Once again we are in a weekend. Once again we’re looking at unsettled weather with a chance of showers throughout. Of course like most of the days for the last two or three weeks not everyone will get showers. Like Friday night, for example. Our daughter and her dog came over for supper and to help with a project. We had nice sunshine all the time she was here. When she got home, she called to tell us her neighborhood was having a shower.
What a day it was Friday for Republicans in the U.S. House of Representatives! Late Friday morning Speaker Nancy Pelosi called for the August recess. By one vote, the House went into recess for the month. Both Tom Allen and Mike Michaud followed the orders to vote for the recess. One extremely unofficial source I read said the vote was tied until a man from Maine walked in and cast the deciding vote. In any event, if either Allen or Michaud had voted to help Mainers with their energy problems instead of taking a vacation, the House would not have set up a Republican show.
But the House took no action for the American people on developing an energy policy. No action on trying to find a way to help the American people they represent with the high costs of all types of energy. They did nothing. They’ll try to find a way a way to blame President Bush for the situation, but what they’re now faced with is explaining to the American public, their constituents, why they refused to take any action on a bunch of Republican bills to at least begin resolving the problem and why they found taking an August vacation more important. Have I mentioned the single-digit confidence level of Congress is at its lowest point in history? Well below that of the President?
The Republicans in the House has made the Democrats’ tasks a little bit harder. While the Dems were heading home for a vacation, the Repubs stayed in the House chamber and continued to debate the crisis. Of course they couldn’t pass anything, but the speeches and the public interchange were priceless. We could follow the protest thanks only to the Internet. Helping out their cause Speaker Pelosi ordered the lights in the Chamber turned off along with the microphones and TV cameras. What her actions did was call even greater attention to the situation and what the Republicans were doing.

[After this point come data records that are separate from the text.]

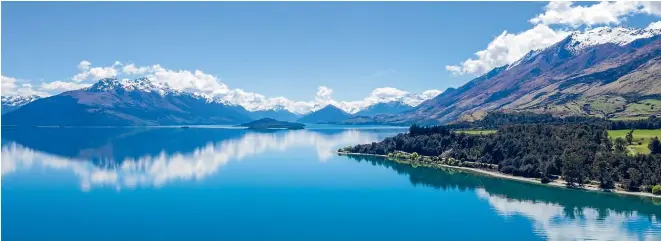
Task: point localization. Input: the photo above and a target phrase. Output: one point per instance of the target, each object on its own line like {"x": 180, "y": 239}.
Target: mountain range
{"x": 327, "y": 114}
{"x": 112, "y": 102}
{"x": 604, "y": 72}
{"x": 12, "y": 103}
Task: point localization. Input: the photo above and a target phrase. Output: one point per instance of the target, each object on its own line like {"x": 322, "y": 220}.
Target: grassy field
{"x": 639, "y": 136}
{"x": 477, "y": 132}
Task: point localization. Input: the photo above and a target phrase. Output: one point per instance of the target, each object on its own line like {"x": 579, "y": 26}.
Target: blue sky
{"x": 274, "y": 49}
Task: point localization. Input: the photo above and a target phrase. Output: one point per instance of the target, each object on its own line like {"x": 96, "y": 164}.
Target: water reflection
{"x": 556, "y": 214}
{"x": 130, "y": 157}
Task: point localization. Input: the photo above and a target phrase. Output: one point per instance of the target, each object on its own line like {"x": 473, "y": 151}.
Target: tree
{"x": 573, "y": 170}
{"x": 620, "y": 145}
{"x": 633, "y": 182}
{"x": 629, "y": 137}
{"x": 655, "y": 146}
{"x": 604, "y": 171}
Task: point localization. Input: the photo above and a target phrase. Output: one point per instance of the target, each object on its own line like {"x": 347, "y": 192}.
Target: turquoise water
{"x": 235, "y": 184}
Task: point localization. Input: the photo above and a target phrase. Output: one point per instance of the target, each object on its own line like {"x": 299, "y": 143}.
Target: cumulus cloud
{"x": 131, "y": 69}
{"x": 566, "y": 13}
{"x": 94, "y": 73}
{"x": 508, "y": 48}
{"x": 62, "y": 86}
{"x": 13, "y": 86}
{"x": 200, "y": 82}
{"x": 654, "y": 25}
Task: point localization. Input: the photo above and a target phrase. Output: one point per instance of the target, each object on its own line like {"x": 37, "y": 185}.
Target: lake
{"x": 236, "y": 184}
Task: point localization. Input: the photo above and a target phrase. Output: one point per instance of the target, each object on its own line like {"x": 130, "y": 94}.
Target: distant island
{"x": 268, "y": 123}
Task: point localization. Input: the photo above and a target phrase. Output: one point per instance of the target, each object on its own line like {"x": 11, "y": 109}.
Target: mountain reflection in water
{"x": 287, "y": 182}
{"x": 130, "y": 157}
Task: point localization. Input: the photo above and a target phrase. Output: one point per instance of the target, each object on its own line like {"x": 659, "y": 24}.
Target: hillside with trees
{"x": 578, "y": 152}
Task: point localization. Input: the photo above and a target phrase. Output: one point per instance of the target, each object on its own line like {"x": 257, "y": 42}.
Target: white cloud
{"x": 94, "y": 73}
{"x": 163, "y": 168}
{"x": 202, "y": 83}
{"x": 566, "y": 13}
{"x": 509, "y": 47}
{"x": 654, "y": 25}
{"x": 651, "y": 8}
{"x": 131, "y": 69}
{"x": 62, "y": 86}
{"x": 13, "y": 86}
{"x": 84, "y": 65}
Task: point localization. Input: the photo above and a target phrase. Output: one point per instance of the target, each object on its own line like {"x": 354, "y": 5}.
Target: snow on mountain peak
{"x": 602, "y": 35}
{"x": 18, "y": 100}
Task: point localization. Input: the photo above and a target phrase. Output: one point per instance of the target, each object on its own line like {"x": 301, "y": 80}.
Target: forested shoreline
{"x": 575, "y": 149}
{"x": 494, "y": 120}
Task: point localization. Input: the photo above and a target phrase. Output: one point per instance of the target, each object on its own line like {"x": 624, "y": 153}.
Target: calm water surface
{"x": 234, "y": 184}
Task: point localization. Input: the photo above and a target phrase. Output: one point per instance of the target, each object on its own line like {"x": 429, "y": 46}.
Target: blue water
{"x": 235, "y": 184}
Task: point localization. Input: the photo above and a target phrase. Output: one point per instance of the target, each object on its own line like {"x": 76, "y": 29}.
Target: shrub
{"x": 656, "y": 190}
{"x": 508, "y": 169}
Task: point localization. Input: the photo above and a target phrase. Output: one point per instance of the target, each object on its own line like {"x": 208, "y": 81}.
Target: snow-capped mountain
{"x": 579, "y": 41}
{"x": 574, "y": 76}
{"x": 112, "y": 102}
{"x": 327, "y": 114}
{"x": 13, "y": 102}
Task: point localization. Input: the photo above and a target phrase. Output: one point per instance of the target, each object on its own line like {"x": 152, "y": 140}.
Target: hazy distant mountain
{"x": 604, "y": 72}
{"x": 394, "y": 107}
{"x": 275, "y": 113}
{"x": 268, "y": 123}
{"x": 327, "y": 114}
{"x": 126, "y": 102}
{"x": 12, "y": 103}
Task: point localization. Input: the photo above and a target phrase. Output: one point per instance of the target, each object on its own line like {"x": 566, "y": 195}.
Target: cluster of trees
{"x": 651, "y": 122}
{"x": 578, "y": 152}
{"x": 494, "y": 120}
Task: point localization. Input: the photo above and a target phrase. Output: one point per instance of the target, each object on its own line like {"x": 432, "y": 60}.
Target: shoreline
{"x": 496, "y": 174}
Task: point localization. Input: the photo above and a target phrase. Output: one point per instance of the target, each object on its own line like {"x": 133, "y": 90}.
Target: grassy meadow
{"x": 641, "y": 138}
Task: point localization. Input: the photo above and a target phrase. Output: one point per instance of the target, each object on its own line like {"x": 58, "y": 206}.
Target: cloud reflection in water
{"x": 167, "y": 166}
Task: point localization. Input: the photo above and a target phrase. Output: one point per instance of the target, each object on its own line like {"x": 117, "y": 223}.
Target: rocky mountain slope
{"x": 606, "y": 72}
{"x": 394, "y": 107}
{"x": 327, "y": 114}
{"x": 12, "y": 103}
{"x": 112, "y": 102}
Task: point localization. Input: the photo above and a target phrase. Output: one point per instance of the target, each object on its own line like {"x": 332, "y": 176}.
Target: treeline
{"x": 578, "y": 152}
{"x": 652, "y": 122}
{"x": 494, "y": 120}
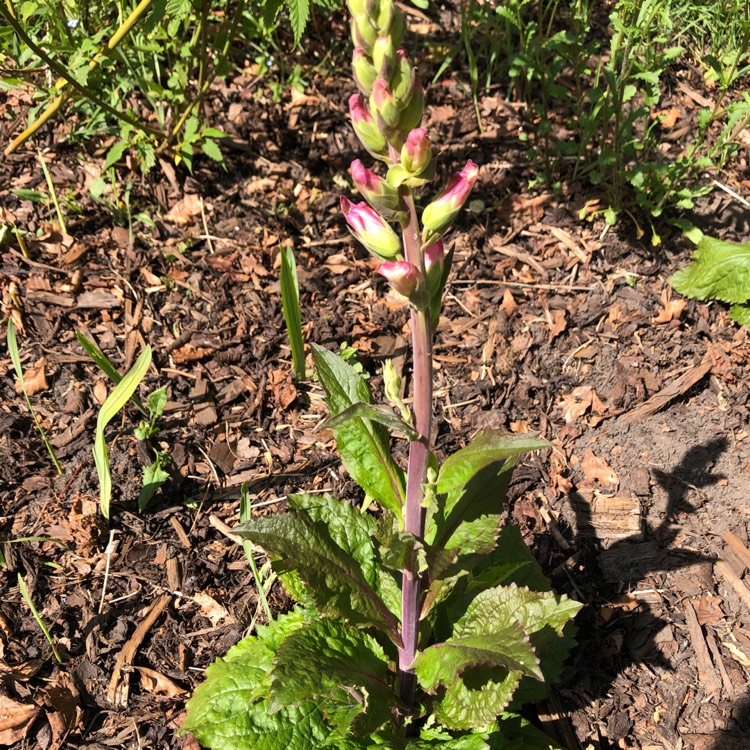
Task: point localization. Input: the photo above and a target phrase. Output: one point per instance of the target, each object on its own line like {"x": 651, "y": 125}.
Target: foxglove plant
{"x": 429, "y": 625}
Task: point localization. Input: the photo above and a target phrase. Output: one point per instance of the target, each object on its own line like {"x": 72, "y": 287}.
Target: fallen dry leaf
{"x": 15, "y": 720}
{"x": 35, "y": 378}
{"x": 155, "y": 682}
{"x": 598, "y": 474}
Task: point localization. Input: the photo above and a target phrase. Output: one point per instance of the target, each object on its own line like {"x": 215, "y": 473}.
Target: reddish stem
{"x": 419, "y": 451}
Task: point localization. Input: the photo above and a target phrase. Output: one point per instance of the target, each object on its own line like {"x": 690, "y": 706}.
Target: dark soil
{"x": 552, "y": 324}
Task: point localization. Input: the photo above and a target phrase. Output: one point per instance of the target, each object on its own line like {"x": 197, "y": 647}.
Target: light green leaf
{"x": 488, "y": 447}
{"x": 375, "y": 413}
{"x": 363, "y": 445}
{"x": 333, "y": 577}
{"x": 226, "y": 712}
{"x": 506, "y": 649}
{"x": 116, "y": 400}
{"x": 720, "y": 270}
{"x": 299, "y": 13}
{"x": 344, "y": 668}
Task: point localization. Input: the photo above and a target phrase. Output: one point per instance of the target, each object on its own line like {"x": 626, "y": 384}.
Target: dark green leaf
{"x": 488, "y": 447}
{"x": 375, "y": 413}
{"x": 333, "y": 577}
{"x": 343, "y": 667}
{"x": 364, "y": 446}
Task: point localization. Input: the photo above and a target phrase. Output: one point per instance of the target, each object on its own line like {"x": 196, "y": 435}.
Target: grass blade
{"x": 99, "y": 358}
{"x": 116, "y": 400}
{"x": 16, "y": 360}
{"x": 27, "y": 598}
{"x": 247, "y": 545}
{"x": 292, "y": 317}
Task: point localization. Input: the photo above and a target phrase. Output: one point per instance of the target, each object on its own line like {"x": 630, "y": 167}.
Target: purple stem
{"x": 419, "y": 451}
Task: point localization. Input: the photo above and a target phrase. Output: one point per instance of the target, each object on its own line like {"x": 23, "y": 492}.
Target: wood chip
{"x": 666, "y": 395}
{"x": 117, "y": 692}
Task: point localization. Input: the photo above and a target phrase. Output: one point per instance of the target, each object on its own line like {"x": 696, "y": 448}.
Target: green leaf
{"x": 364, "y": 446}
{"x": 229, "y": 709}
{"x": 508, "y": 649}
{"x": 292, "y": 317}
{"x": 348, "y": 527}
{"x": 100, "y": 360}
{"x": 116, "y": 400}
{"x": 375, "y": 413}
{"x": 334, "y": 578}
{"x": 344, "y": 668}
{"x": 488, "y": 447}
{"x": 299, "y": 13}
{"x": 720, "y": 270}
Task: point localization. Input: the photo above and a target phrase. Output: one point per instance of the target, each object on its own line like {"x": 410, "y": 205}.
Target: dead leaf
{"x": 35, "y": 378}
{"x": 577, "y": 403}
{"x": 598, "y": 474}
{"x": 185, "y": 210}
{"x": 15, "y": 720}
{"x": 155, "y": 682}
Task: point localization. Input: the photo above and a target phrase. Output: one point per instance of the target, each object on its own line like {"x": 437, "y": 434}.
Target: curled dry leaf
{"x": 15, "y": 720}
{"x": 35, "y": 378}
{"x": 598, "y": 474}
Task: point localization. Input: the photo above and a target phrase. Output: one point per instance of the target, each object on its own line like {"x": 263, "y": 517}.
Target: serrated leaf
{"x": 226, "y": 714}
{"x": 343, "y": 667}
{"x": 375, "y": 413}
{"x": 299, "y": 13}
{"x": 333, "y": 577}
{"x": 348, "y": 527}
{"x": 488, "y": 447}
{"x": 508, "y": 649}
{"x": 720, "y": 270}
{"x": 363, "y": 445}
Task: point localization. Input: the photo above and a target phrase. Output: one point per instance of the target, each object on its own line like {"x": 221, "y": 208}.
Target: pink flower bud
{"x": 401, "y": 275}
{"x": 416, "y": 153}
{"x": 439, "y": 215}
{"x": 370, "y": 229}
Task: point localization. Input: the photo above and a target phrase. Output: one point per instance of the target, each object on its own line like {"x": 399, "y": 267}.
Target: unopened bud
{"x": 383, "y": 103}
{"x": 370, "y": 229}
{"x": 366, "y": 128}
{"x": 401, "y": 275}
{"x": 382, "y": 196}
{"x": 439, "y": 214}
{"x": 416, "y": 153}
{"x": 364, "y": 71}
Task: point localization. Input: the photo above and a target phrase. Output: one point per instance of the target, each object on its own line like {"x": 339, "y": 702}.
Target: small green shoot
{"x": 16, "y": 360}
{"x": 116, "y": 400}
{"x": 292, "y": 317}
{"x": 154, "y": 475}
{"x": 52, "y": 192}
{"x": 27, "y": 598}
{"x": 100, "y": 360}
{"x": 245, "y": 516}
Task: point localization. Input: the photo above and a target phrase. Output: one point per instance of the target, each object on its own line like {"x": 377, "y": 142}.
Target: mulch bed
{"x": 552, "y": 324}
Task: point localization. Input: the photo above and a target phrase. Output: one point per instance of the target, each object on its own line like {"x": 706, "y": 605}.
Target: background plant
{"x": 430, "y": 624}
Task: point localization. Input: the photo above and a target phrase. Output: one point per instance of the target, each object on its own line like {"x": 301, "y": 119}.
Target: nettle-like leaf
{"x": 720, "y": 270}
{"x": 229, "y": 709}
{"x": 333, "y": 577}
{"x": 345, "y": 668}
{"x": 363, "y": 444}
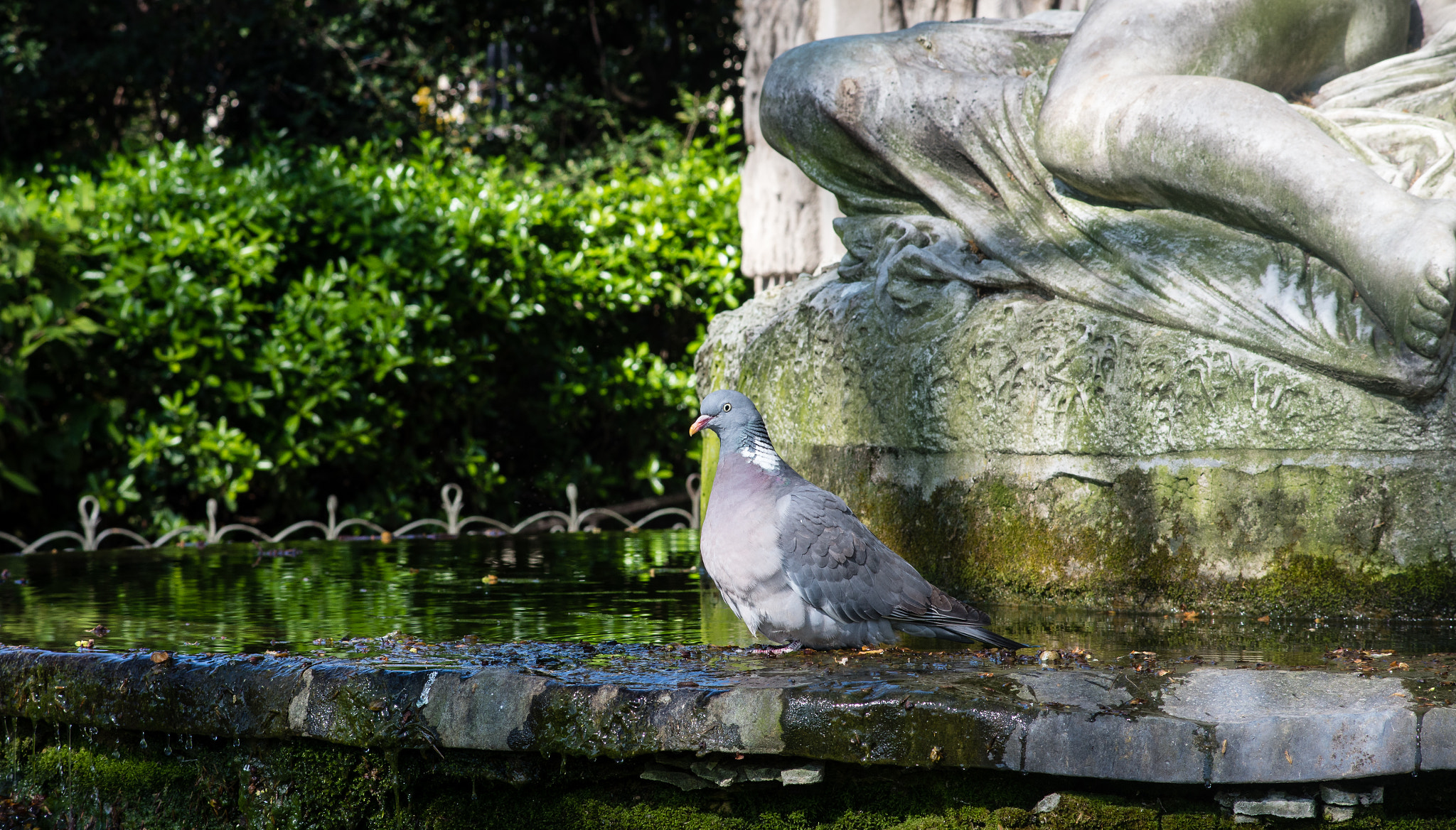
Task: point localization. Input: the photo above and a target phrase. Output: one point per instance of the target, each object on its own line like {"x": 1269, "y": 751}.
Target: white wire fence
{"x": 451, "y": 500}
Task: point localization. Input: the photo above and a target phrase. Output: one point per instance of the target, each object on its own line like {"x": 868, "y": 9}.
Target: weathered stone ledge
{"x": 1206, "y": 726}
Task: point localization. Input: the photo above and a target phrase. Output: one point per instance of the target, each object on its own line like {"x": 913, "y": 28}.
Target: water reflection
{"x": 626, "y": 587}
{"x": 632, "y": 587}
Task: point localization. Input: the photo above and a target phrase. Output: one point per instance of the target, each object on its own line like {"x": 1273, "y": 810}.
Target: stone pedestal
{"x": 1018, "y": 448}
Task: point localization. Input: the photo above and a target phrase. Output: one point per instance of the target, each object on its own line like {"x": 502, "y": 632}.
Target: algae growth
{"x": 172, "y": 782}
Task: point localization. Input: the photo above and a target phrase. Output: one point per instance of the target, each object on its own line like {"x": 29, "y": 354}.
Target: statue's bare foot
{"x": 1408, "y": 273}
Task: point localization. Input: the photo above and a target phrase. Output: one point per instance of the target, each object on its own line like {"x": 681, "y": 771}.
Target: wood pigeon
{"x": 796, "y": 564}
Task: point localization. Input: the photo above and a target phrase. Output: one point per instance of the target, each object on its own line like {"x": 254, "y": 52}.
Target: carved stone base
{"x": 1019, "y": 448}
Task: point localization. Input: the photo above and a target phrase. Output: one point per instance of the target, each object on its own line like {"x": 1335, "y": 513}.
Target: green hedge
{"x": 350, "y": 320}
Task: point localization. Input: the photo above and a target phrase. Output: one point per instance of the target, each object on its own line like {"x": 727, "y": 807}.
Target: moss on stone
{"x": 1126, "y": 544}
{"x": 1079, "y": 810}
{"x": 111, "y": 778}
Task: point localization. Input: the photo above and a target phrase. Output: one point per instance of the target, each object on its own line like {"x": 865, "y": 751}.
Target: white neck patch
{"x": 761, "y": 453}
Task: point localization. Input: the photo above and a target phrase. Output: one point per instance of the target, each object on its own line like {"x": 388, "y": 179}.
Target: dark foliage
{"x": 354, "y": 322}
{"x": 529, "y": 79}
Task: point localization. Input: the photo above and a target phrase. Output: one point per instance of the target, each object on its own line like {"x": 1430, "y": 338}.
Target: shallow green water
{"x": 628, "y": 587}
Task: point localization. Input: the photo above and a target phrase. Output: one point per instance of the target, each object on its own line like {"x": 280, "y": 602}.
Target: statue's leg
{"x": 803, "y": 119}
{"x": 1165, "y": 102}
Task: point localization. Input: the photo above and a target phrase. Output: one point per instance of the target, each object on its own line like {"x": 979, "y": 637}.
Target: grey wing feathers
{"x": 837, "y": 566}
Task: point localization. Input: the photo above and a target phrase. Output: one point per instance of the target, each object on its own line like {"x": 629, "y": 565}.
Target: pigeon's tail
{"x": 989, "y": 637}
{"x": 960, "y": 632}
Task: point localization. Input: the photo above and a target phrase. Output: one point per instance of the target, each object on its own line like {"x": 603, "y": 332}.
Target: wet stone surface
{"x": 1053, "y": 713}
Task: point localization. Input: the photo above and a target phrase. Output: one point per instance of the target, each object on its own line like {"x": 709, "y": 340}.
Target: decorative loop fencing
{"x": 451, "y": 498}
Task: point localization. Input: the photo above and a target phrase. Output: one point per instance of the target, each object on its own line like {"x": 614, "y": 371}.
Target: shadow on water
{"x": 328, "y": 599}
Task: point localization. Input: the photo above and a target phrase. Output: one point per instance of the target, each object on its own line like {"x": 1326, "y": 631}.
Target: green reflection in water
{"x": 629, "y": 587}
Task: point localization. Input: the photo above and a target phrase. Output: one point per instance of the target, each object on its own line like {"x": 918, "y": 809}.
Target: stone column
{"x": 785, "y": 217}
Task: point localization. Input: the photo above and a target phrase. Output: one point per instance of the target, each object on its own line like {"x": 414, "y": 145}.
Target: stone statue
{"x": 1275, "y": 175}
{"x": 1149, "y": 305}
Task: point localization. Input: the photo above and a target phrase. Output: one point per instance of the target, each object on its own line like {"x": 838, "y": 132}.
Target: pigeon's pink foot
{"x": 793, "y": 645}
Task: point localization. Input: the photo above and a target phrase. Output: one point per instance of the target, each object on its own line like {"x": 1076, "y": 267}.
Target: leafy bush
{"x": 344, "y": 320}
{"x": 519, "y": 76}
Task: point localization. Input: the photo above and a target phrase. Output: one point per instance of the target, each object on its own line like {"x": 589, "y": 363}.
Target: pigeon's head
{"x": 727, "y": 412}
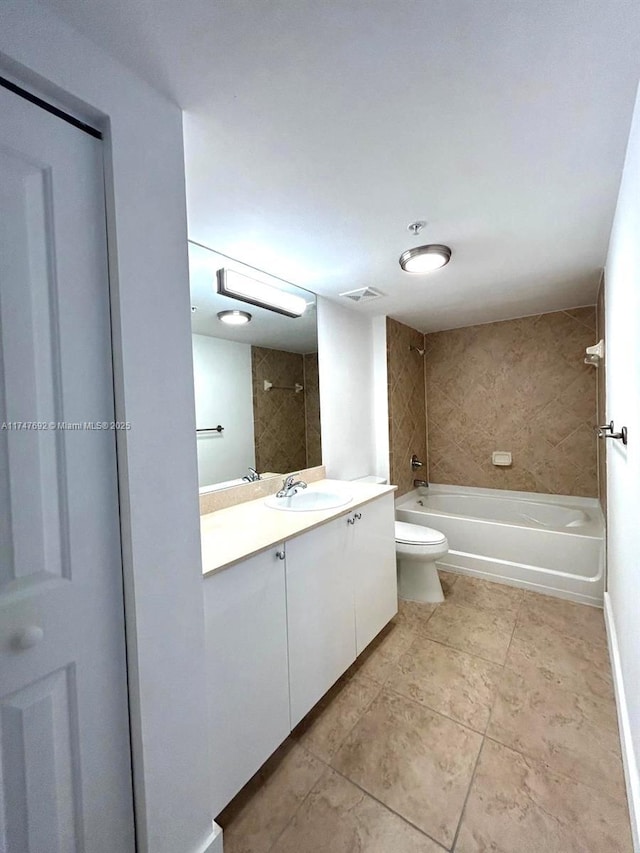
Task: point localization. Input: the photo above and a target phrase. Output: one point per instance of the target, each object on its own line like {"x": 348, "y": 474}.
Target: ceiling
{"x": 266, "y": 328}
{"x": 315, "y": 132}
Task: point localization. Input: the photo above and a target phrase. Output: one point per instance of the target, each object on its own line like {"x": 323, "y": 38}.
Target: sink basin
{"x": 307, "y": 501}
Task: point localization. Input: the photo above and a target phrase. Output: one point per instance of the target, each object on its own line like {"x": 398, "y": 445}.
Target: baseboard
{"x": 213, "y": 843}
{"x": 632, "y": 777}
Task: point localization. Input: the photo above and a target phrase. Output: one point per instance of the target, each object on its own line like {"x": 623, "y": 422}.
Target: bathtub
{"x": 547, "y": 543}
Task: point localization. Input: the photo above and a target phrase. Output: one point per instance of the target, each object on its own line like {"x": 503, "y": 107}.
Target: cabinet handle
{"x": 27, "y": 637}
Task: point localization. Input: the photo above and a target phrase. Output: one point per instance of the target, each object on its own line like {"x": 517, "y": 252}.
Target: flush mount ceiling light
{"x": 234, "y": 318}
{"x": 424, "y": 259}
{"x": 239, "y": 286}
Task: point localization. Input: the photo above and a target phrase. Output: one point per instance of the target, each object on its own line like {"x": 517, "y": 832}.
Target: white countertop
{"x": 237, "y": 532}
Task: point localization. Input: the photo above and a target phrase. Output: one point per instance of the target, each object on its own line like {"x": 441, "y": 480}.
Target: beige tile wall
{"x": 279, "y": 416}
{"x": 312, "y": 409}
{"x": 519, "y": 385}
{"x": 601, "y": 395}
{"x": 407, "y": 412}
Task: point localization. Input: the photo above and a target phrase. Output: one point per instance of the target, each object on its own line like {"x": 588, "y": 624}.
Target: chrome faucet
{"x": 290, "y": 487}
{"x": 252, "y": 476}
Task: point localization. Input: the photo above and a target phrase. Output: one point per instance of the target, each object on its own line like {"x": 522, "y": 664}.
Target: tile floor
{"x": 485, "y": 724}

At last some Republicans in Washington have gained the fortitude to do something. We can only hope they keep it up and stir up the pot considerably heading into the November elections. It would be great if that fortitude could carry over into Maine. And when you see Tom Allen or Mike Michaud in Maine sometime this month, ask them if they are enjoying their vacation instead of working to solve a national crisis. I would guess a vacation is easier.
I also have noticed that both the local and the national news media have generally ignored this very important story, at least as of Saturday morning. It wasn’t mentioned on CBS or NBC Friday evening. I guess we now have real evidence they are Democrat supporters. And Saturday morning, I watched the first part of the Weekend Today show on NBC. The Republican protest didn’t make it, either. It should have been a lead story.
But that’s not the only news of interest this weekend. Here in Maine several newspapers have now told readers of the Dirigo Health problems and how the Dirigo Board has come up with a ridiculously unsupportable savings figure. In spite of Dirigo supporters’ claims, the program which insures only 12-thousand Mainers will not die if voters veto that massive tax increase in November designed to support it. This monumental failure of the Baldacci administration simply should be killed. Universal health care, the ultimate goal of Dirigo, is just too expensive for an overtaxed state like Maine. Oh, yes. The Governor says we have affordable health care.
And remember the huge state budget deficit that had been projected last spring? The state, after it promised no tax increases and then raised taxes, did announce it overcame the projection and with some creative accounting, like not paying its bills, ended the year with what it called a surplus. Now less than a month later we’re learning just what surplus means in state parlance. It means we’re now faced with a 400-million dollar budget deficit in the current biennium. This comes with the Legislature’s expanding and creating new programs with no consideration of how to pay for them. I hope everyone remembers how they’re treated in Augusta when the elections come up in November.
We have lots to think about during this exciting weekend in Maine. A national energy policy, Dirigo, potential budget shortfalls, projected, incidentally, by the government itself not me, will all be given lots of publicity in the months ahead.
But, it is, after all, a weekend. I hope you enjoy yours and I’ll be back Monday.